Typical emissivities for various materials can be found at many places and in many books.
See this link for example: http://www.transmetra.ch/pdf/publikationen/emissivity.pdf
Using the Stefan-Boltzmann law
You should indeed use this law to calculate the emission from a mill. Fortunately The geometry of a mill an its surrounding is very simple. Therefore you do not need to use the full "geometry factors algebra". The surrounding of the mill "views" the whole mill and vice-vers which makes it a very simple problem.
Generally it can become more complicated, like for example inside a clinker kiln where the geometry include the clinker bed makes things a little bit more complicated.

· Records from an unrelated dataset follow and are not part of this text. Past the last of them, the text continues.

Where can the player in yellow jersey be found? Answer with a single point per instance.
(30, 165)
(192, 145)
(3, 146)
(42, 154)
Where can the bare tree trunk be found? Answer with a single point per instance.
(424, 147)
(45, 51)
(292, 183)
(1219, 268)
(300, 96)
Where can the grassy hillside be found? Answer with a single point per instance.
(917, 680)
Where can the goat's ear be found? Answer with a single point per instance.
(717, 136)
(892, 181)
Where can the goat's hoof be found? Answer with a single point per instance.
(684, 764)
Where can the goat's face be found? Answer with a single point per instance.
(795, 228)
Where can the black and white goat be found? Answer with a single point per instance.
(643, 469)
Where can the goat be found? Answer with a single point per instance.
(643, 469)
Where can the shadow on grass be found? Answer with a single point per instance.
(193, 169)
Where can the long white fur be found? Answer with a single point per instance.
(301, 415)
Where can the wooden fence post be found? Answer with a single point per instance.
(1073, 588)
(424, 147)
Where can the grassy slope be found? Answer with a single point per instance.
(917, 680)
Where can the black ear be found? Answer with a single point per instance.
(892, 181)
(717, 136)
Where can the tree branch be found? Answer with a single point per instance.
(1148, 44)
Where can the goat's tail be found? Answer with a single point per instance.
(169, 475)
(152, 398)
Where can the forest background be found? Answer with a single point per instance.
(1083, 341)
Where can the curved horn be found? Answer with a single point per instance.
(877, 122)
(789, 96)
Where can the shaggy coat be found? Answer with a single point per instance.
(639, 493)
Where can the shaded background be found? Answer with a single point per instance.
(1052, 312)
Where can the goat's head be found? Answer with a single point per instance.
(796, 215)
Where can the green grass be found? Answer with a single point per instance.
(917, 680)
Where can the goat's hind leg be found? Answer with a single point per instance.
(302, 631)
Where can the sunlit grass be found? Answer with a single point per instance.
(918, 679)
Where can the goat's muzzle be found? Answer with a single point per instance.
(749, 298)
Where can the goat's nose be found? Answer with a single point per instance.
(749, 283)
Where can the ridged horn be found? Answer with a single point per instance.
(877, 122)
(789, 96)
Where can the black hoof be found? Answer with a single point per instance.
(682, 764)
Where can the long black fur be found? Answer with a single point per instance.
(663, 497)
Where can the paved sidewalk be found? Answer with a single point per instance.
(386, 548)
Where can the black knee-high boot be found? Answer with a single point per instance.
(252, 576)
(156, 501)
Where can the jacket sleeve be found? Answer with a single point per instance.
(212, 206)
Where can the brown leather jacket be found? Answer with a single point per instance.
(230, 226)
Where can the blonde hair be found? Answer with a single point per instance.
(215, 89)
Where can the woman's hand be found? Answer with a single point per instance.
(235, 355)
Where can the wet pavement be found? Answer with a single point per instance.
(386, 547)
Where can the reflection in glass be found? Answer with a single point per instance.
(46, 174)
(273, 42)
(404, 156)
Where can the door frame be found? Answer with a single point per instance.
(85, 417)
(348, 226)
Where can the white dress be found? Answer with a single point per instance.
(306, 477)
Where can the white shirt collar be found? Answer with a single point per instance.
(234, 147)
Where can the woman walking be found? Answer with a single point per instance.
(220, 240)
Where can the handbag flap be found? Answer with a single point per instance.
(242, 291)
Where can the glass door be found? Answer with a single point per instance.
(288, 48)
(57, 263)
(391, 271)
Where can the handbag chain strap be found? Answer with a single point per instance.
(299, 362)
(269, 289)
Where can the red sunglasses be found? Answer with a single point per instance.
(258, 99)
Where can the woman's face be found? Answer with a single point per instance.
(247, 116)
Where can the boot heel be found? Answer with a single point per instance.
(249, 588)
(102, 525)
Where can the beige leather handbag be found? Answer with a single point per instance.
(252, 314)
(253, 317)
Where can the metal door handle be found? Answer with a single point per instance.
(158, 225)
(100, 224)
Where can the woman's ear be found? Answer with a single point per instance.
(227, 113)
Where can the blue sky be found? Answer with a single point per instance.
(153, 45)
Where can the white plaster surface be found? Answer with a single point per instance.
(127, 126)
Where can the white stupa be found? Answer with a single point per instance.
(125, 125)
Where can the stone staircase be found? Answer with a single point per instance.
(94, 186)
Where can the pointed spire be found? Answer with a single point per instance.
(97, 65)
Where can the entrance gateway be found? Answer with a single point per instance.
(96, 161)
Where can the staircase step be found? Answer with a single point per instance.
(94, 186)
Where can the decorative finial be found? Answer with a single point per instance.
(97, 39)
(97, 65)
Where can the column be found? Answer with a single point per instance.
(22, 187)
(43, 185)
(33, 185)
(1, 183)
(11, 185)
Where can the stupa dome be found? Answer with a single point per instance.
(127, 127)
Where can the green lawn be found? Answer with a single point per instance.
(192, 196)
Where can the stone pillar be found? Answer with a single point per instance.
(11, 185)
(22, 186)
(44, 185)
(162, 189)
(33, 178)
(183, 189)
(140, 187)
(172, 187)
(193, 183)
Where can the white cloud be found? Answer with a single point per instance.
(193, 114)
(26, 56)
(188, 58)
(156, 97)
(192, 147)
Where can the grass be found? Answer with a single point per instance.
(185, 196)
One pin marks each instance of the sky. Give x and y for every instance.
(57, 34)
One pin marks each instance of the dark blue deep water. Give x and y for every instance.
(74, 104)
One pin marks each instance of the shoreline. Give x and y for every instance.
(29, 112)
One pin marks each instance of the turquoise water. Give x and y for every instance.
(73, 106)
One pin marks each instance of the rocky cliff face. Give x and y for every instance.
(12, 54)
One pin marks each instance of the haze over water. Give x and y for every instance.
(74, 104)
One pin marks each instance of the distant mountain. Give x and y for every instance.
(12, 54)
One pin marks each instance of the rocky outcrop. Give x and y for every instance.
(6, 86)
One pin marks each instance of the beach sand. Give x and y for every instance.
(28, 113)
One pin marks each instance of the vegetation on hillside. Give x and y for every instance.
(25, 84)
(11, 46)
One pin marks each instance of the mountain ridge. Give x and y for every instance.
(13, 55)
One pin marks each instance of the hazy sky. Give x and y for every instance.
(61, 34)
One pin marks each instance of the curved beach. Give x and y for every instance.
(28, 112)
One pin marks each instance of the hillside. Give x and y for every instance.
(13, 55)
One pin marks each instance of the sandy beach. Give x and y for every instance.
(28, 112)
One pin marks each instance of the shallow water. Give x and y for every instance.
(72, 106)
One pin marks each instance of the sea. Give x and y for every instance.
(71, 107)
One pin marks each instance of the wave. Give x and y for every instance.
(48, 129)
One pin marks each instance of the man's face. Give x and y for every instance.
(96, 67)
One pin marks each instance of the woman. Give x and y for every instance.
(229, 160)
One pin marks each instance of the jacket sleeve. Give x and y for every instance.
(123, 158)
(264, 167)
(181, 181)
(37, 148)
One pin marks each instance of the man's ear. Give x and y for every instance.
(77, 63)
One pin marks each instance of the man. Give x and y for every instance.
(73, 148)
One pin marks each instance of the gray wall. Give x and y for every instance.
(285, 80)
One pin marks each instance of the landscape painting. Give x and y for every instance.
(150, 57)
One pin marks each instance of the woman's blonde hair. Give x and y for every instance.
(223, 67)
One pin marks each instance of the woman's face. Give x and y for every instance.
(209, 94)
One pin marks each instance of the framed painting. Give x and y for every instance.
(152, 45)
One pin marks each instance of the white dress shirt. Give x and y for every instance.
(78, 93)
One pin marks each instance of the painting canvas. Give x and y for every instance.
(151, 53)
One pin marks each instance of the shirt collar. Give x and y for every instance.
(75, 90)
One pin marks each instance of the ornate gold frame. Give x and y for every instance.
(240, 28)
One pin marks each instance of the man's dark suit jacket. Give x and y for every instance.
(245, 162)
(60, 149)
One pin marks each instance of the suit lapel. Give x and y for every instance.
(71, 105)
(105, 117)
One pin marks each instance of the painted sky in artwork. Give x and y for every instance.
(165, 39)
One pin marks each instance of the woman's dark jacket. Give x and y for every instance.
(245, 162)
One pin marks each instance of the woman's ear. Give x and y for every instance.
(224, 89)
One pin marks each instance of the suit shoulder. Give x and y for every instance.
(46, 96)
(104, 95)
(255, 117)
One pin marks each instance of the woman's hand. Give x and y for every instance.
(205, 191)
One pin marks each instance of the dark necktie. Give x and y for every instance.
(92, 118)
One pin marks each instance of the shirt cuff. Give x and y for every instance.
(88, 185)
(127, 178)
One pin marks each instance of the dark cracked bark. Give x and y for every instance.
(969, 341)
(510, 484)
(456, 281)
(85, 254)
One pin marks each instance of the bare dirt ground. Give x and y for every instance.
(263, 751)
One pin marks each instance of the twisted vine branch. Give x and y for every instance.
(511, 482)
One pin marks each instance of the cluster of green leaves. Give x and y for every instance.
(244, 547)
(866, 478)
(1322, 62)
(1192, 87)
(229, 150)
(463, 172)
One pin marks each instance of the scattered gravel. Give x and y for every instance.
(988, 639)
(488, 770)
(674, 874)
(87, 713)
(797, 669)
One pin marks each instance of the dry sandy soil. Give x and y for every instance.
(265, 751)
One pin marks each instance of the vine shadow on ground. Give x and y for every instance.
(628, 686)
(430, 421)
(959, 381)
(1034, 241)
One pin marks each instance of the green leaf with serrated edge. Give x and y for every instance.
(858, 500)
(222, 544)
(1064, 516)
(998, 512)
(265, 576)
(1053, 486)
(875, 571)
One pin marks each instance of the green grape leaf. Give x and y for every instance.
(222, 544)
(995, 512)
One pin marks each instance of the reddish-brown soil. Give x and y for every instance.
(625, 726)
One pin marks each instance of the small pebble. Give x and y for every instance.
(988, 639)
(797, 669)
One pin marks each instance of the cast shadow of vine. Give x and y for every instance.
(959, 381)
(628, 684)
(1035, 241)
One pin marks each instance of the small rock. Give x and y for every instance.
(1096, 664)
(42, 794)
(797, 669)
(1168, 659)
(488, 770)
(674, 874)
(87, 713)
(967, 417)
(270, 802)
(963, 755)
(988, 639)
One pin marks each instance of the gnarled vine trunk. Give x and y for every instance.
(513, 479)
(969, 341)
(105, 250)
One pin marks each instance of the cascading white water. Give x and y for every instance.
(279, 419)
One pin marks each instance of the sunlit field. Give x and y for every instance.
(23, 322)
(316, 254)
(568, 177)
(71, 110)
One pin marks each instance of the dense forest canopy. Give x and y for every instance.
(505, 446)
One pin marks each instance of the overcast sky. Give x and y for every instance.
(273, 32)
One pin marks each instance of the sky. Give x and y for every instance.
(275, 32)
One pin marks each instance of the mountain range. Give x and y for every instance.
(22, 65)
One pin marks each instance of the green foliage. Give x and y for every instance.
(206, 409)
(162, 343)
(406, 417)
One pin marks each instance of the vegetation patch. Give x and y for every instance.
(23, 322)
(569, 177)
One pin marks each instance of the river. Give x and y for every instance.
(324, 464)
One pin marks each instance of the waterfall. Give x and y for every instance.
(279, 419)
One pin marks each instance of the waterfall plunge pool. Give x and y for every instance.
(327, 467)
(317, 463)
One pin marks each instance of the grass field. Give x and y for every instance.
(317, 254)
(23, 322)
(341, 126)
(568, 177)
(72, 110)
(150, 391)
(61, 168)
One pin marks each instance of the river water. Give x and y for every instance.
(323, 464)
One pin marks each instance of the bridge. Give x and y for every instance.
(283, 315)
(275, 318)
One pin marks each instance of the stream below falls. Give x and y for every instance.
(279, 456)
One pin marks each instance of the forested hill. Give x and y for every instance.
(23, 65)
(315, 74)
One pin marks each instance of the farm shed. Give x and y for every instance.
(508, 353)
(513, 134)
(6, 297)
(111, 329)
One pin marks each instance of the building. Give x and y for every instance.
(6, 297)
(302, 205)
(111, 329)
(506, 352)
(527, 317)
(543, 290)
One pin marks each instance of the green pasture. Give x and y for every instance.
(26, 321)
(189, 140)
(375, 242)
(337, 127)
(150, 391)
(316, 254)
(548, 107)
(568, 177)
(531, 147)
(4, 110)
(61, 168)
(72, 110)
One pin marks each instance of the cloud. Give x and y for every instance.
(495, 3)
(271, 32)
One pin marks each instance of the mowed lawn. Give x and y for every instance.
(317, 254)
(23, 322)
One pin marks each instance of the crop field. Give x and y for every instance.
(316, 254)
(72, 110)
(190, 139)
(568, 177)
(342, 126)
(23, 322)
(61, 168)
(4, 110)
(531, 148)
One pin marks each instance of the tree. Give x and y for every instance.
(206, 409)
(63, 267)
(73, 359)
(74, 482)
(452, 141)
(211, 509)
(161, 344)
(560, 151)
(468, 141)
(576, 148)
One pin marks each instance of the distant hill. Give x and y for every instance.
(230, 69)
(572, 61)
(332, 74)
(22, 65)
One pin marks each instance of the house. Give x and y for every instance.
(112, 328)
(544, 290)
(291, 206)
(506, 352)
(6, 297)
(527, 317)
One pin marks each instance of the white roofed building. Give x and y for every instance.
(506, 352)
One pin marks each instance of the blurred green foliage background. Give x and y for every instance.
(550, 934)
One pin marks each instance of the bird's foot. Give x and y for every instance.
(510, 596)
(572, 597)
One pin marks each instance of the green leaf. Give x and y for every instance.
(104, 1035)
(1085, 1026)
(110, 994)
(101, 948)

And this physics become clearly more difficult when "participating media" must be taken into account like the effect of CO2 and H2O or dust.
Finally, let me note that convection plays generally a greater role at law temperatures. In an example that I calculated recently, where surface temperature was 54°C, the convection accounted for 60% of the heat loss and radiation for 40%. For convection, the rotation speed, the size, and even the bolds on the mill play a role (since the bolts are really coolers).
I assumed that you knew the surface temperature by measurement. Of course, if you are building a computational model of the mill, then the conduction from the inside to the outside must also be taken into account to calculate the external surface temperature. Some mills have an insulation.
And also, don't forget water evaporation in case you have some moisture entering the mill.